How to explain then the presence of the term "The completeness Axiom" in our book? Our textbook's use of the phrase ``The completeness axiom" is connected with the following fact, which is not (to my knowledge) presented (let alone proven) in the text: There is really only one complete, ordered field (and the real numbers is it!!). To put this slightly more precisely, we'd say that up to a relabelling that respects the order relation and the properties of addition and subtraction, the real numbers are the only set that is an ordered field which enjoys the completeness property. So, it makes sense to talk about "completeness" as an Axiom if you are interested in learning if there is more than one field out there like the reals. (You would assume that someone else has constructed a set and assume that set is an ordered field and assume that it satisfies the completeness property. Then you would show that this supposedly exotic new set is really nothing but the real numbers (with possibly different labels on the set elements).) Such a discussion is not for this course (and as far as I can see, not in the textbook). To continue the restaurant metaphor: if you wanted to prove that the business named "Szechuan" in Roseville is the unique restaurant on Snelling avenue which serves tasty Mapo tofu, then it would be appropriate for you to say something like, "Suppose you have in mind a hypothetical restaurant on Snelling avenue and assume this hypothetical restaurant has good Mapo Tofu." and then follow up that set-up by showing that the hypothetical restaurant must be this same restaurant named Szechuan. Such a discussion is not necessary (and in some sense not even reasonable) if we find ourselves on Snelling avenue for the first time and simply want to go get some Mapo Tofu.

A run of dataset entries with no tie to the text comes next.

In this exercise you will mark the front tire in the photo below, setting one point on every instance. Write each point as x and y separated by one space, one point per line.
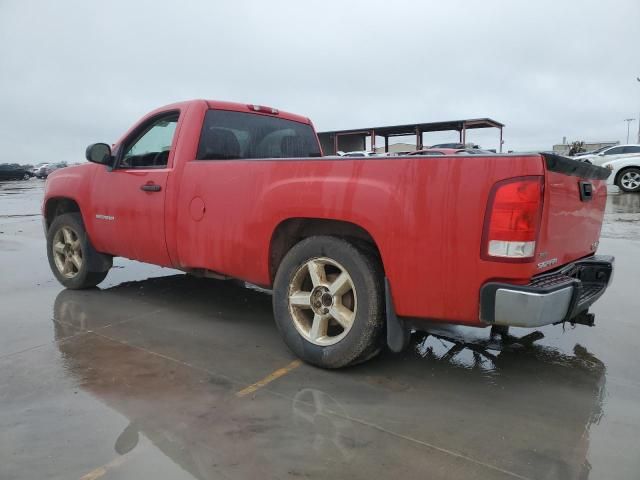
328 302
629 180
71 254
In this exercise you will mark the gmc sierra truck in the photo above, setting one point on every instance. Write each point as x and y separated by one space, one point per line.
356 250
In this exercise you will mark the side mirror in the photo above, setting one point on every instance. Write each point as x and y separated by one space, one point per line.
99 153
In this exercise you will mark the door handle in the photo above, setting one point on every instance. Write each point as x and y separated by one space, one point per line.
150 187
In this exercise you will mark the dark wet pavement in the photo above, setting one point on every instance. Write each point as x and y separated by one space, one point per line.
140 379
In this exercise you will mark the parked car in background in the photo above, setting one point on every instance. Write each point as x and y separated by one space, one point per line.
625 173
359 154
46 169
13 171
451 151
607 154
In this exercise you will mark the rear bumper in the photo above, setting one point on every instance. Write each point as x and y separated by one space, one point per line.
550 298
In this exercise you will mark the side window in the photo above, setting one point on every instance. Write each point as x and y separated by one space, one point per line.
150 148
614 151
228 135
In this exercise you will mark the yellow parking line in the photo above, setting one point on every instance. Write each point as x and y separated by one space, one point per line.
100 471
269 378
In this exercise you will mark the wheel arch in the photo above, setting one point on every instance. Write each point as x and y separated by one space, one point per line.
292 230
57 206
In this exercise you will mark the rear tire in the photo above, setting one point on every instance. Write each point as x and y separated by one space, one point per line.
328 302
629 180
71 255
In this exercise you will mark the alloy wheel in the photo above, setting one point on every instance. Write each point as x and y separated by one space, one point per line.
67 252
322 301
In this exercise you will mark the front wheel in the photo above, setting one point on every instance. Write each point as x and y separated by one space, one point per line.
72 258
328 302
629 180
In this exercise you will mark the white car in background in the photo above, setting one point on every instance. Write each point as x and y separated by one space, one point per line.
625 174
607 154
360 153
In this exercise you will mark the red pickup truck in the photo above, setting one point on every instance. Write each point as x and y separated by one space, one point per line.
356 250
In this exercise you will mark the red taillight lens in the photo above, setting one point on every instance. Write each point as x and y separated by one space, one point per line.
512 220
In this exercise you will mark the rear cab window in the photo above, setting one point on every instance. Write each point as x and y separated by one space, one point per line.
229 135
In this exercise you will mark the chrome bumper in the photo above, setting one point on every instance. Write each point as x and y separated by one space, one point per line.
550 298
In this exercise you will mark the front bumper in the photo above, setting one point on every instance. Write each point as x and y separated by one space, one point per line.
554 297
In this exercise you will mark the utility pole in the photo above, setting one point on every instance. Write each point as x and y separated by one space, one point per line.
638 78
628 120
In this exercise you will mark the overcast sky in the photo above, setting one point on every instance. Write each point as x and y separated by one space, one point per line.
76 72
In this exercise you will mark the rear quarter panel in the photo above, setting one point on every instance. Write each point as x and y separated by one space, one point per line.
424 213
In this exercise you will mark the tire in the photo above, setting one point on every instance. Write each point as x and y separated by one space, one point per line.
72 258
307 307
629 180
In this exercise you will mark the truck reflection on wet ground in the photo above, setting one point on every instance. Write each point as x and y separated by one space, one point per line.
521 385
139 379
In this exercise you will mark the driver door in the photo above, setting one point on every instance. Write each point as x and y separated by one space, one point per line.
129 201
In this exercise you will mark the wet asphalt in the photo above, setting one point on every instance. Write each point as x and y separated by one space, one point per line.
140 379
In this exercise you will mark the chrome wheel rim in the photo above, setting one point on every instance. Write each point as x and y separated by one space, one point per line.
67 252
322 301
630 180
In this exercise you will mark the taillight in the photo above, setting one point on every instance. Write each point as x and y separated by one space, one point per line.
512 220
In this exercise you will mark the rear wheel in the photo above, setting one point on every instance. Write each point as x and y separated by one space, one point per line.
328 302
629 180
71 254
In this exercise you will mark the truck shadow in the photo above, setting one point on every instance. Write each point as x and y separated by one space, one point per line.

Those students who would like to know precisely what it means to say that the real numbers are the unique complete ordered field can see this book (starting on page 91 of Volume 1) by Professor Garling (Cambridge University), or these notes by Professor Gamelin (UCLA) which give a sketch of the result starting on page 9 (these notes also give a nice survey of some different rigorous models of the real numbers that have been constructed.). .
- Section 3.4 (Topology of the Reals)
- Section 3.4 (Finished discussing this section on Topology of the Reals), also advertised these practice problems that might help you start your homework problems on this material. You will find there a few parts of problem 2 from the section worked in detail.
- Section 3.5: Started talking about compact sets in the reals. Worked these problems about closures and accumulation points as a warm up.
- We got to the statement of the Heine-Borel Theorem today.
- Finished Section 3.5 and started in on Section 4.1 (Sequences: definition of convergence , examples.) If we have time, we will start in on Section 4.2 and Lecture Notes 24
In discussing the second midterm (and discussing how best to plug into the course) we discussed double stars in the big dipper (Mizar and Alcor). and the biological fact that these are most easily seen by looking a little bit away from them.
- Discussed Section 4.1 (Sequences: definition of convergence , examples.)
- Finished Section 4.1 and started Section 4.2 (Limit Laws.)
- Finished Section 4.2. Changed homework due tomorrow (problems from 4.3 are postponed to next week.)
- Discussed infinite limits, also Section 4.3. Examples here of working with Monotone sequences and the start of a discussion of Cauchy sequences.